1393
A FINE PAIR OF IMPERIAL WHITE JADE BOWLS AND COVERS
A FINE PAIR OF IMPERIAL WHITE JADE BOWLS AND COVERS

細節
A FINE PAIR OF IMPERIAL WHITE JADE BOWLS AND COVERS
JIAQING INCISED AND GILT SIX-CHARACTER MARKS AND OF THE PERIOD (1796-1820)

Each bowl formed with flaring sides, supported on a ring foot surrounding the incised reign mark, the domed covers with counter-sunk knops, the bowls undecorated to accentuate the translucency and flawlessness of the even white stone
4 7/8 in. (12.4 cm.) diam., stands (2)
來源
Sotheby's Hong Kong, 22 May 1984, lot 218
出版
Robert Kleiner, Chinese Jades from the Collection of Alan and Simone Hartman, Hong Kong, 1996, no. 90
展覽
Christie's New York, 13-26 March 2001
Museum of Fine Arts, Boston, August 2003 - December 2004

拍品專文

The brilliant white colour, flawless stone and exceptional translucency all represent the qualities sought after by the palace lapidaries to produce Imperial vessels of understated elegance. These qualities are found on the present pair of bowls and have been enhanced by their thinly carved walls, lack of surface decoration and the simplicity of form.

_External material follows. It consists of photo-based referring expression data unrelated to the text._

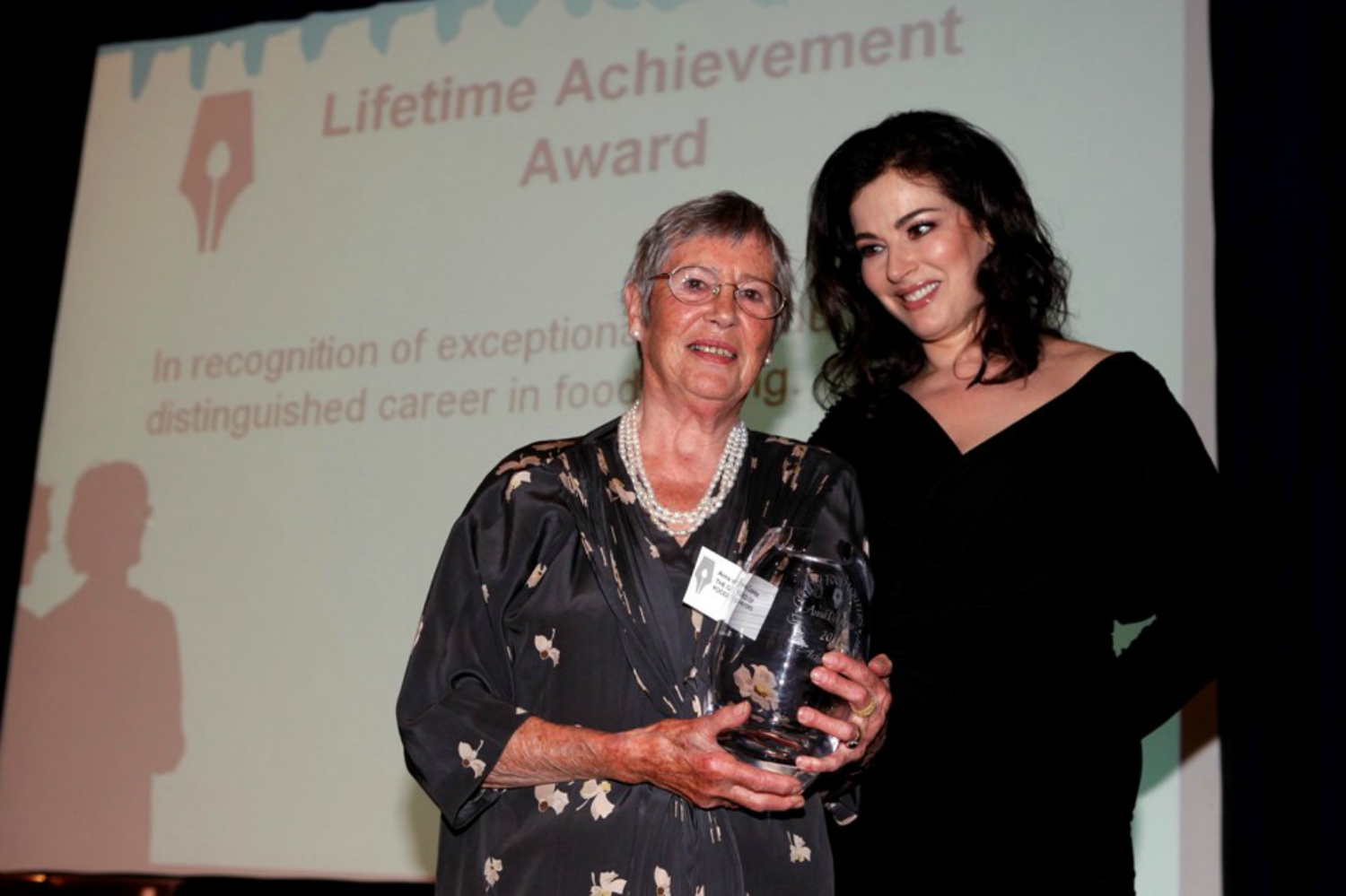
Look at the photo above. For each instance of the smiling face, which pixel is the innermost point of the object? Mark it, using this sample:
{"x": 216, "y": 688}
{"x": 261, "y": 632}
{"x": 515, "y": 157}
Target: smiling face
{"x": 711, "y": 352}
{"x": 920, "y": 255}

These bowls follow the classic shape of their porcelain counterparts, which was an ideal form that complemented the purity of the white jade. The reign marks on the base are cut in typical Palace Workshop style and are identical to that on the base of a saucer included in the Oriental Ceramic Society exhibition, Chinese Jade Throughout the Ages, Victoria and Albert Museum, London, 1975, no. 437; and to another saucer of identical shape and size, sold in these Rooms, 300 Years of Jade, 30 October 2000, lot 654. The pair of bowls and two saucers might well have been part of a set. The imperial connections with this shape of bowl are also apparent in a jadeite bowl, from the same period and with a similar reign mark, with an additional inscription, Xianfeng yuyong, illustrated by Roger Keverne (ed.), Jade, London, 1991, p. 182, fig. 137.

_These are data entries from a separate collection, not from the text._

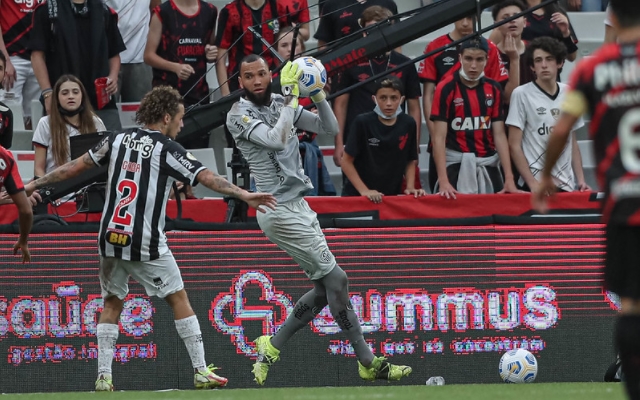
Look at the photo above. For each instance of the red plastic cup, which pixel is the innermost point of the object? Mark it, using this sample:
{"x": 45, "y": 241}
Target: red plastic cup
{"x": 102, "y": 96}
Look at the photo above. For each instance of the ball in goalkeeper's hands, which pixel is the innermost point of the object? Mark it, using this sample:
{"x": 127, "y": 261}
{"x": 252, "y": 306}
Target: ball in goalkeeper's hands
{"x": 313, "y": 77}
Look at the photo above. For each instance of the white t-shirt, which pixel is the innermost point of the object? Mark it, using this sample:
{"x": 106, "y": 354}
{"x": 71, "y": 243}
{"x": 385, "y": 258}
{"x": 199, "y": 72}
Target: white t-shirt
{"x": 535, "y": 112}
{"x": 133, "y": 23}
{"x": 42, "y": 136}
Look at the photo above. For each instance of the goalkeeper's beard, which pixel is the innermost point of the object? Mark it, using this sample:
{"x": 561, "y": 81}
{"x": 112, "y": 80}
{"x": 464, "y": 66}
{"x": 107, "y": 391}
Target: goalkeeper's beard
{"x": 260, "y": 99}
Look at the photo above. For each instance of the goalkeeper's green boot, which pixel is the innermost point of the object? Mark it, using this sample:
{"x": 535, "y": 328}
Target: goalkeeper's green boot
{"x": 381, "y": 369}
{"x": 267, "y": 355}
{"x": 104, "y": 383}
{"x": 207, "y": 379}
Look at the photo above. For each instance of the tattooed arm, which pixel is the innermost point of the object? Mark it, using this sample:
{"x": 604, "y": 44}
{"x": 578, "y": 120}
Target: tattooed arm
{"x": 67, "y": 171}
{"x": 221, "y": 185}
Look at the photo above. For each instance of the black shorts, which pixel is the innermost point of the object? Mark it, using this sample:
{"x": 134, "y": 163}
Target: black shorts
{"x": 622, "y": 265}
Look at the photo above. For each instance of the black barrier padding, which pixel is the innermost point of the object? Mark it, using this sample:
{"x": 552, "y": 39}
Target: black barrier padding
{"x": 404, "y": 284}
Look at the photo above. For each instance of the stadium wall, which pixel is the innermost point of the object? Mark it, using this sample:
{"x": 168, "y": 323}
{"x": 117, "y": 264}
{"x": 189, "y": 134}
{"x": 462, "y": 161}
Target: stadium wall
{"x": 446, "y": 300}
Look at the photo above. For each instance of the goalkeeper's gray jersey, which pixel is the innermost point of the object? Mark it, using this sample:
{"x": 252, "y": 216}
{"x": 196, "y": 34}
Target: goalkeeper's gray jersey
{"x": 267, "y": 138}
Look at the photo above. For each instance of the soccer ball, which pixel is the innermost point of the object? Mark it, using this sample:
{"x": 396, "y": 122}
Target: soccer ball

Compare with other examples of white jade bowls, similarly undecorated to show off the quality of the stone: an 18th-century pair with covers, exhibited by S. Bernstein & Co. Oriental Art, Chinese Jade From Distant Centuries, San Francisco, 1992, Catalogue no. 39; and another pair without covers, sold in these Rooms, 300 Years of Jade, 30 October 2000, lot 651, where the shape is compared with that of an Imperial yellow porcelain bowl from the Qianlong period.